The NQA will also protect his funds from the volatility of the market.

Tax efficiency2: If Harry elected to receive the $750,000 settlement proceeds in a lump sum, his associated federal tax liability would be about $193,030.3 State taxes aren’t imposed because Harry is a resident of Florida. However, because Harry proceeded with a NQA, he’s guaranteed to receive about $55,497 annually for 20 years. The associated annual federal tax liability is estimated to be $2,689 resulting in a total of about $53,780 over the 20-year period.3 This results in a tax savings of over $139,000 when compared to the lump sum option.

The NQA also secures liability management for the defendant. The city government agency has a strong reputation for acting in their employees’ best interest. By using our NQA, the settlement will be managed by a financially secure U.S.-based company and the employee’s transition to retirement will be resolved smoothly.

Case Example: Attorney Fees

Situation

Joanne is in her last year at Mulberry Performing Arts School, along with 200 other seniors. Recently, the school removed Photography from its course listing without explanation or fair notice to its students. In protest, the students collectively file a legal complaint to get the Photography course reinstated.

Settlement

After attending weeks of litigation proceedings, Mulberry Performing Arts School and the students reach an agreement: the Photography program will be reinstated into the course listing, effective immediately.

Solution

Though the students’ win did not involve a monetary award, their associated attorney’s fees were significant. As part of their settlement terms, Mulberry was ordered to cover the plaintiffs’ attorney’s fees. Plaintiff counsel, wanting to salvage as much of his fees as possible, reaches out to his Structured Settlement Broker to learn more about our NQA. In the end, the plaintiffs and the attorney agree to structure the contingency fees under the settlement agreement.

Why NQA?

Consistent cash flow from a trusted, highly rated carrier: Winning a large settlement can make a difference in an attorney’s life and business. By using Met Tower Life’s NQA, the student’s attorney can defer taxes2 and provide guaranteed cashflow1 for his firm. This is especially important in unpredictable financial markets.
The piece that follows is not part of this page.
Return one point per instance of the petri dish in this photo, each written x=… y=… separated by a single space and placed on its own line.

Case Example: Contract Dispute

Situation

John, a city bus driver, fails to fully stop at an intersection and collides with another vehicle. The collision was minor; however, there were 20 passengers who incurred minor injuries. Seven of the injured passengers are represented by Attorney Heather Towne; the remaining 13 are represented by Attorney Richard Wright.
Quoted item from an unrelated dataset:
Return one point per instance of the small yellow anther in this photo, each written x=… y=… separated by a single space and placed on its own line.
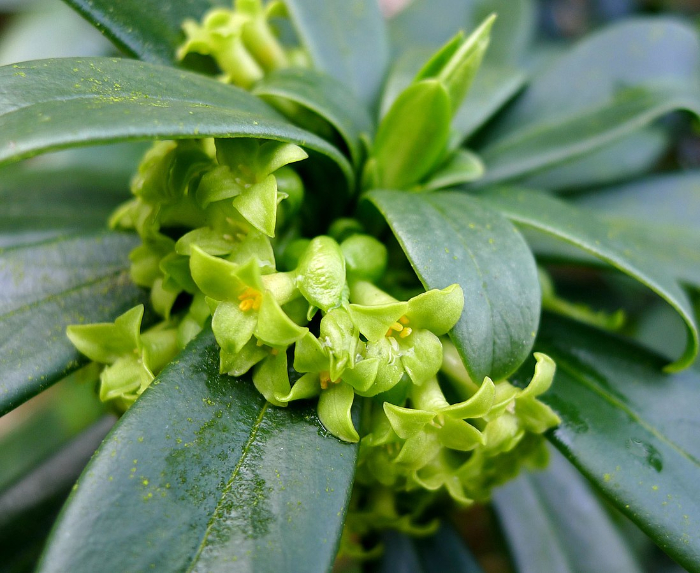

During the mediation, Wright disputes the initial plan of a 50/50 allocation split for their attorney fees. Further, both attorneys differ on how they prefer their individual fees be disbursed: Attorney Wright wants to structure his fees, while Attorney Towne has decided that a lump sum will best suit her needs.

Settlement

There is a two-part settlement.

  1. Injury Settlement
    The bus company and the 20 claimants agree to settle for $200,000. To resolve its own suit with the injured passengers and the allocation dispute amongst the attorneys, the bus company issues the total $200,000 to Attorney Towne who will be responsible for distributing the funds to each claimant. All claimants opt to receive their settlement awards in cash.
  2. Attorney Contract Dispute
    Then, the attorneys settle their own dispute by executing a separate settlement agreement with Attorney Towne now acting as the defendant and Attorney Wright, the claimant.

Solution

Both attorneys ultimately agree on the 65/35 allocation split of attorney fees. Towne takes her portion of the fees in upfront cash. Afterwards, Towne uses the remaining settlement proceeds that were originally allocated to Wright for his portion of the fees to fund an NQA that will issue annual payments to Wright over the next ten years.

Why NQA?

Consistent cash flow from a trusted, highly rated carrier: Winning a settlement can make a difference in an attorney’s life and business. By agreeing with Towne to purchase an NQA annuity through Met Tower Life, Wright will receive a steady stream of income immune to market volatility. This will help support his business for years beyond the settlement.